Recognizing that the need for supplemental food for low-income individuals and families has not diminished during this time of pandemic and social distancing, the parish food pantry is continuing their ministry while practicing social distancing.
“We are now open three days a week from 10:30 a.m. to 12:30 p.m.,” said Sue Robb, the parish’s pastoral associate for justice and life. “We are a unique food bank. People can call in and place their ‘orders’ based on what we have in stock. Volunteers then package boxes and bring them directly to the people’s cars.”
Staffed primarily by volunteers from St. Francis Xavier and the neighboring Visitation Parish, the food bank purchases food from Second Harvest Food Bank. “Just this week, six volunteers unpacked and shelved more than 1,000 pounds of food for distribution,” Ms. Robb said.
In a few months, food boxes will also include fresh vegetables grown in the 20-bed garden on parish grounds. This week, while maintaining safe social distancing, volunteers are refurbishing the beds to prepare them for spring planting. Starters of collard greens, beets, cabbage, broccoli, greens and turnips are nearly ready for volunteers to plant. Thirty volunteers have signed up to help water, weed, pick and weigh the produce, which should be ready by June. According to Ms. Robb, “only four to five volunteers work at a time, which allows them to stay apart from each other, and still get some sunshine and exercise, while making it possible for us to include produce in our food boxes. It’s a win for everybody.”

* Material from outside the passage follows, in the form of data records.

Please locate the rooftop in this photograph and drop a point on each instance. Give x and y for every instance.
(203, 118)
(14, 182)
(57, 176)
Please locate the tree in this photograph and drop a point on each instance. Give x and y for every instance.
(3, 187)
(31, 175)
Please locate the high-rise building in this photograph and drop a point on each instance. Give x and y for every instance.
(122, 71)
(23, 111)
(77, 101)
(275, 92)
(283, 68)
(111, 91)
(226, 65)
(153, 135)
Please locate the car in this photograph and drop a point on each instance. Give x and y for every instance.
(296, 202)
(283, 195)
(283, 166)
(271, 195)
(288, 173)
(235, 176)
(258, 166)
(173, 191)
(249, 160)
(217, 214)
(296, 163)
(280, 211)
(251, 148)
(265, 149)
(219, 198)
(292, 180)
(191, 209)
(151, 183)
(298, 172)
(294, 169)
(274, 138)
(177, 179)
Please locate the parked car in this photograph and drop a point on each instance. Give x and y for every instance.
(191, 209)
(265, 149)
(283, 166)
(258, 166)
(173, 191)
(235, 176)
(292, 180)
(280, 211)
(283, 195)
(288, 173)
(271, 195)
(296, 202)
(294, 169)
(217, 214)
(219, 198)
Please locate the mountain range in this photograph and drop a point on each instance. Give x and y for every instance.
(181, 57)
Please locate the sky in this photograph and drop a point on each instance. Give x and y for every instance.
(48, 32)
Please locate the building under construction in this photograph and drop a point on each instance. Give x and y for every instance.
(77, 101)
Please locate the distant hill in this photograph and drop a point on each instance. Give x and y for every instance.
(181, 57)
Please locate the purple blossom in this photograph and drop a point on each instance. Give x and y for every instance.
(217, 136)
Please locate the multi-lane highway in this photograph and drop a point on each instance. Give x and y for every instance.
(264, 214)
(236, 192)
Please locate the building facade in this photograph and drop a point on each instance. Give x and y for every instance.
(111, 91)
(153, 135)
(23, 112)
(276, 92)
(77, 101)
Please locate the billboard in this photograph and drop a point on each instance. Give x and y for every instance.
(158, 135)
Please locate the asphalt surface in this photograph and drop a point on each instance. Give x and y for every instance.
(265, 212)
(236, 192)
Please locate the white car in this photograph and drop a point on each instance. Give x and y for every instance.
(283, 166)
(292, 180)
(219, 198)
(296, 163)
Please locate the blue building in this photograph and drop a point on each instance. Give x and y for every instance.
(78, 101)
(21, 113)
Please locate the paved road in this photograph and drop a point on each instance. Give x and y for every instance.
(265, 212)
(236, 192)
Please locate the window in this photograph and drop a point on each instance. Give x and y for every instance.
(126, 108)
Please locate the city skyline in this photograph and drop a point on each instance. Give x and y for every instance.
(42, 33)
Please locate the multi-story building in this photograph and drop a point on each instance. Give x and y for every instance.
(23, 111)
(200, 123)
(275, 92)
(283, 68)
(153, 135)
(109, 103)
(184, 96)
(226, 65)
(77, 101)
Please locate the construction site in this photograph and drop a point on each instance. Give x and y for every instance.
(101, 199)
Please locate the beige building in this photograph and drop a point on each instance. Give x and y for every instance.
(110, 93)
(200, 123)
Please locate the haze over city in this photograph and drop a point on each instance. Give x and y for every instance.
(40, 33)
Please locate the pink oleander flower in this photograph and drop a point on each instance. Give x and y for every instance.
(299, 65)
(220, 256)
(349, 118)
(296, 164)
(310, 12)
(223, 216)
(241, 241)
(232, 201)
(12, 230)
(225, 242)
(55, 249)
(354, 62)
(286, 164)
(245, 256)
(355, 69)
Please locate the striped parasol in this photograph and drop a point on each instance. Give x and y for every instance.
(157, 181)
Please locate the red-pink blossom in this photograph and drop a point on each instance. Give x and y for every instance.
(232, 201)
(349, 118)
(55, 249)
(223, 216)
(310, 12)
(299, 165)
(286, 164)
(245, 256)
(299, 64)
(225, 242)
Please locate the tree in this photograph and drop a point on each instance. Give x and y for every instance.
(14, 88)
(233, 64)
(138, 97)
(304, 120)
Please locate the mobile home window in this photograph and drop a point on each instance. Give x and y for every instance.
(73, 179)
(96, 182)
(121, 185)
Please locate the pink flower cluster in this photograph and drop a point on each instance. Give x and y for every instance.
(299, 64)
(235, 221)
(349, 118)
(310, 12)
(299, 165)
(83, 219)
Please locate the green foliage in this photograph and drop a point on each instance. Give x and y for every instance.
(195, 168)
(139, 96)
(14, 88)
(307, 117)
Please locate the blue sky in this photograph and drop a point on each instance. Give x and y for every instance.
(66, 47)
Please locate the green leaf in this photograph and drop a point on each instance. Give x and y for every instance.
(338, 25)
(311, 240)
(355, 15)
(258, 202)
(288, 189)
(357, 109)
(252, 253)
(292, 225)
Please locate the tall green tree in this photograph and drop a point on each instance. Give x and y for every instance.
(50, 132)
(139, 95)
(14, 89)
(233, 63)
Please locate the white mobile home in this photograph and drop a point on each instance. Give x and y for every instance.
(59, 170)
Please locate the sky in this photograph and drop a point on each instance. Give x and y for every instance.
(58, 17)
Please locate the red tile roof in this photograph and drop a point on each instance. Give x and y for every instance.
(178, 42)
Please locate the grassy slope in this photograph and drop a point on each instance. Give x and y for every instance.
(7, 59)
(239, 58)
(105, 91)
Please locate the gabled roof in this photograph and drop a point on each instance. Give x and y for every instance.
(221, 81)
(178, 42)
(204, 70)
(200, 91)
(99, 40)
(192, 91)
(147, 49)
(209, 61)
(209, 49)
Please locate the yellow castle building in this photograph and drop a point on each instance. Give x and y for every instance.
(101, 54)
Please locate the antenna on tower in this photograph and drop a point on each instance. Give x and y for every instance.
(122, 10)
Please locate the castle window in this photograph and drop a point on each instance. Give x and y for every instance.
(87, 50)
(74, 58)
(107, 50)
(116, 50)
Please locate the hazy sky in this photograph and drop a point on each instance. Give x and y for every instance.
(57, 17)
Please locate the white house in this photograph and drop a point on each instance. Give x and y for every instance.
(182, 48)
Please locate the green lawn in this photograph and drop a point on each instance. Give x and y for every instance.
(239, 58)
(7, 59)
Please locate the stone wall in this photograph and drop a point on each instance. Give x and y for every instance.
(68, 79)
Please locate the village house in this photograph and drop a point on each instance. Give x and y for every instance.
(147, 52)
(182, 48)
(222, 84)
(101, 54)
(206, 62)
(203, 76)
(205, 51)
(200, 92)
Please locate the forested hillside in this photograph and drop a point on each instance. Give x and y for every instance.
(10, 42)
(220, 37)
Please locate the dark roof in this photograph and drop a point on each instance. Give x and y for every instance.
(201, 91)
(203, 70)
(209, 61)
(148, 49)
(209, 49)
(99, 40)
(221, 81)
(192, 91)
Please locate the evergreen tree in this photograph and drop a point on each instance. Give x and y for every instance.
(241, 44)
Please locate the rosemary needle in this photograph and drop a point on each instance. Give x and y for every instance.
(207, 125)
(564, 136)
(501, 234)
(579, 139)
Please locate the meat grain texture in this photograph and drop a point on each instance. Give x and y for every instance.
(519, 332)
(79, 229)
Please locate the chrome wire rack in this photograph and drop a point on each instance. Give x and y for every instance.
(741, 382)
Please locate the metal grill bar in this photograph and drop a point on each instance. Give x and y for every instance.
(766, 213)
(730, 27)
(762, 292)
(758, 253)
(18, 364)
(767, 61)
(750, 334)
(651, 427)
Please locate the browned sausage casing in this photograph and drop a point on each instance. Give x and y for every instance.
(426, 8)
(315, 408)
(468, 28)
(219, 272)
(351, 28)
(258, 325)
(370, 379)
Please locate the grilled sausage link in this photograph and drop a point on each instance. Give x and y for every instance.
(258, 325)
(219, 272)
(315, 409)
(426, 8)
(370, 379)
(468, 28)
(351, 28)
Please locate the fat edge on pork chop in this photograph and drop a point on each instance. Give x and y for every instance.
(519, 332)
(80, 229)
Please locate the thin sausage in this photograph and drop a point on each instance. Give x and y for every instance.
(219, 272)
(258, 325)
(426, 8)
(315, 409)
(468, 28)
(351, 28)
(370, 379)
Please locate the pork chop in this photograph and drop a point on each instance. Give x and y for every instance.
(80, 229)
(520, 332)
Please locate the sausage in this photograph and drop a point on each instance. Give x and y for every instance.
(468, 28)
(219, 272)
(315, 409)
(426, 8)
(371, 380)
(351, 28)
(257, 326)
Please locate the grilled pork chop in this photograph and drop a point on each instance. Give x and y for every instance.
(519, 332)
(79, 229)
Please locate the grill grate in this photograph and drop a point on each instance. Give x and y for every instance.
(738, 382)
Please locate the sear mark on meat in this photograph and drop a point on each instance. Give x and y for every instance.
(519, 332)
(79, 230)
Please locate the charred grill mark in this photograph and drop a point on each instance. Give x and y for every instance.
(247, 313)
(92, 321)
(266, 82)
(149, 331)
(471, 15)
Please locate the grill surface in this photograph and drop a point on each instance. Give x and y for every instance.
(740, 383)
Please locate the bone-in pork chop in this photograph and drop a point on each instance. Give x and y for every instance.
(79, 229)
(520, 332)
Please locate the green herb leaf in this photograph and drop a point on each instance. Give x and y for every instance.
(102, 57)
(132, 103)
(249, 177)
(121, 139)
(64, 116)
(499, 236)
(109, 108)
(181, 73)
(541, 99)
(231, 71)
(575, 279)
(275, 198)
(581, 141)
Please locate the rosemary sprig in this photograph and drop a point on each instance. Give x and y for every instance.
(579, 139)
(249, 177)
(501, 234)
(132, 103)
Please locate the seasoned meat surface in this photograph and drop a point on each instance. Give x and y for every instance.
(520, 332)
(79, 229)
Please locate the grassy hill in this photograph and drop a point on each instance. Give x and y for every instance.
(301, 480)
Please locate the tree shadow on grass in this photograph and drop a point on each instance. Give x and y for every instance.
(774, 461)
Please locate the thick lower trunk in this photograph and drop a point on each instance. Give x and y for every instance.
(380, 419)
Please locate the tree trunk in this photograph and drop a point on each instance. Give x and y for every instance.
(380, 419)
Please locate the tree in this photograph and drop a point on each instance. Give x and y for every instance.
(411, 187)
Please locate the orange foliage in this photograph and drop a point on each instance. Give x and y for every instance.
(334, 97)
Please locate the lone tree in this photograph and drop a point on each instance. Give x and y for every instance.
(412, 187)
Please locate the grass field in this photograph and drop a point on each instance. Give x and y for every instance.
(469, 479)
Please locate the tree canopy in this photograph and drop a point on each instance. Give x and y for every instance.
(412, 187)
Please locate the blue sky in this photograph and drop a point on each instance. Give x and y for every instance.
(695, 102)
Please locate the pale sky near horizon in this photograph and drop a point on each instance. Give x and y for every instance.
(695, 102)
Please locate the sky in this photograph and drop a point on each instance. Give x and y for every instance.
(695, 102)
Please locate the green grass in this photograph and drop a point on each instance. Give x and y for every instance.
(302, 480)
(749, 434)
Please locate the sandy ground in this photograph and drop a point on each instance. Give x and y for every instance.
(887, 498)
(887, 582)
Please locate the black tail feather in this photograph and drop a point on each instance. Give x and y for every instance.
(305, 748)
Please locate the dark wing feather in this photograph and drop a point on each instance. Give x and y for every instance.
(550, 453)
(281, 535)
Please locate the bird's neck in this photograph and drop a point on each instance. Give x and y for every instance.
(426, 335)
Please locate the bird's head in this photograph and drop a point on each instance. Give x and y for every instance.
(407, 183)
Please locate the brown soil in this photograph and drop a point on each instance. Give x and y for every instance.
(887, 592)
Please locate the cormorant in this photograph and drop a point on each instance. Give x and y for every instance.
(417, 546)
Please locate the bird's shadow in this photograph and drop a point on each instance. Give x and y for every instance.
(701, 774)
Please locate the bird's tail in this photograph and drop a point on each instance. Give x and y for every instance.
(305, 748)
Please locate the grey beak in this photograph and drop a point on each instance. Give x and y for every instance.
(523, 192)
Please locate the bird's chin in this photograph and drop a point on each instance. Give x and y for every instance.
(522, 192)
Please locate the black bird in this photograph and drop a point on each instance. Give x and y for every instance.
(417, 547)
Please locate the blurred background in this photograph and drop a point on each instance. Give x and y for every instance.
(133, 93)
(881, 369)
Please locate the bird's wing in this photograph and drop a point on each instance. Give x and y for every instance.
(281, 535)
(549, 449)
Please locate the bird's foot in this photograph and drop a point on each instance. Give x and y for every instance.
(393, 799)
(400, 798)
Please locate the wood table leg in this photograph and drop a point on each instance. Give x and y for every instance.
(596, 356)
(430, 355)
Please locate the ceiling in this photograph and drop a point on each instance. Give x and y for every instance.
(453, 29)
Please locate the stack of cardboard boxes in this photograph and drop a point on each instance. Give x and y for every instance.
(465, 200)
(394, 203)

The garden is now in its fifth year and has three planting seasons. Summer and fall crops will include peppers, tomatoes, cucumbers, cantaloupe and sweet potatoes. Volunteer gardeners also plant flowers that attract bees, which is good for the plants and the environment.
The newly formed Health Ministry of the parish is ramping up to begin providing additional telephone support for parishioners experiencing spiritual, mental and physical distress, especially during this time of social isolation.
“In January, we put out a call for professionals who would be willing to consult with parishioners who felt like they needed additional support,” Robb said. “We now have an amazing group of 10 parishioners with backgrounds in health, counseling and spiritual direction who can be a listening presence for people who have questions or just need support during a difficult time. As people are feeling less connected in the days to come, this will be a reassuring service we can offer.”
Their first conference call is scheduled for Saturday, March 28.